5 Gorgeous Wildflowers in the Smokies

As you hike through the Smoky Mountains you will find yourself standing within a peaceful alpine meadow peppered with colorful flowers pointing their faces towards the sun. Or, you might discover a bunch of wildflowers blooming out of a fallen tree or scattered along the edges of the path. There are more than 1,600 species of flowering plants in the Smoky Mountains and at any point of the year there is some type of tree or vine blooming.

Star Chickweed

This pretty flower looks like a star, with five deeply cleft petals growing on long stalks. It is also known as “Birdseed” because birds find it particularly delicious. This flower can be eaten in salads or boiled in a similar fashion to spinach and it is high in vitamin C and A. According to Smoky Mountain hiking folklore you can use this flower to help you predict the weather – the blossoms will be spread out when the sun is shining to its fullest.

Trailing Arbutus

These dainty pink and white flowers grow in little clusters on a trailing shrub with woody stems, usually in dense mats hidden below the evergreen leaves and the litter on the forest floor. They have a wonderful scent that perfumes the forest air in late winter and early spring. This flower was almost destroyed in the early 20th century because it was so often picked for it’s scent.
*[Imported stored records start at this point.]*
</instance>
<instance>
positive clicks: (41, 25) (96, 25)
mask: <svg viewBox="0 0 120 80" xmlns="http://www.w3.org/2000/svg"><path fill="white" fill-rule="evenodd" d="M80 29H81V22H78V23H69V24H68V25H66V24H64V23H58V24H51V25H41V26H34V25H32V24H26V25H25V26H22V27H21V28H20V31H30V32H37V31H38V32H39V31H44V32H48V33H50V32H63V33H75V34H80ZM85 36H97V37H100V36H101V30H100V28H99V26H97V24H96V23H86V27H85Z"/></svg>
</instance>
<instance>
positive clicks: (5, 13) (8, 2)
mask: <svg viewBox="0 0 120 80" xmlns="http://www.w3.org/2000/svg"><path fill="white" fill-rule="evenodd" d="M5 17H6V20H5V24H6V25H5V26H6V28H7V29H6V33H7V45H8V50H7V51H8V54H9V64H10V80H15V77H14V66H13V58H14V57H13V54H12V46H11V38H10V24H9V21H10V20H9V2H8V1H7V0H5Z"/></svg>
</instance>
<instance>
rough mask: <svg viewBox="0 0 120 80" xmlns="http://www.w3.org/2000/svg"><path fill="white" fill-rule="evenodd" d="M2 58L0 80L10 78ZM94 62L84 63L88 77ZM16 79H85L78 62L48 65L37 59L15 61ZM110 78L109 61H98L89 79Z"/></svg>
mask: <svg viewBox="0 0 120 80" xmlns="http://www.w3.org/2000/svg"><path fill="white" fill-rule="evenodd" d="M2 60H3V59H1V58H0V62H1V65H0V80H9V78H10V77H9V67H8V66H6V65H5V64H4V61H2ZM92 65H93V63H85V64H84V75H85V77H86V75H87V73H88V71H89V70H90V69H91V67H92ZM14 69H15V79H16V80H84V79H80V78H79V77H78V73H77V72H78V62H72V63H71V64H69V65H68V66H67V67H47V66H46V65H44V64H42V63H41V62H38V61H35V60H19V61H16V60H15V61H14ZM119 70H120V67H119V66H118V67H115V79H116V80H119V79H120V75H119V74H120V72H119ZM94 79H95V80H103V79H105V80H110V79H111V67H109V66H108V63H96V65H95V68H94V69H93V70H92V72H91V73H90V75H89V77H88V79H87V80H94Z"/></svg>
It is now protected by law in several states.

The Trout Lily

This flower gets its name from the mottled patterns on its leaves, which echo the markings on speckled trout. It is a lovely yellow flower with long and slim petals. It grows as high as 6,000 feet, so when you are hiking in the high altitudes of the Smoky Mountains you might see it. You can also spot it on the Roaring Fork Motor Trail and at Porter’s Creek between the months of March and May.

Rhododendrons

If you have been hiking in the Smoky Mountains you have probably spotted some Rhododendrons, as these are two of the most prolific plants in the mountains. There are a few variations including the Catawba Rhododendron and the Flame Azalea. They can grow up to 8-12 feet, sometimes growing as tall as a tree.

Fire Pink

This wildflower has been compared to Dolly Parton because it is bright pink, showy and beautiful. They are charming, a little bit over the top and gaudy and everyone loves them. They bloom from April through June and sometimes into July.

These are just a few of the beautiful wildflowers you might spot while hiking in the Smoky Mountains. Which ones have you seen on your expeditions? The Great Smoky Mountains National Park has the highest diversity of plant life of anywhere in North America. Hiking through this alpine paradise gives you the chance to see many beautiful species of plants, some that are quite rare.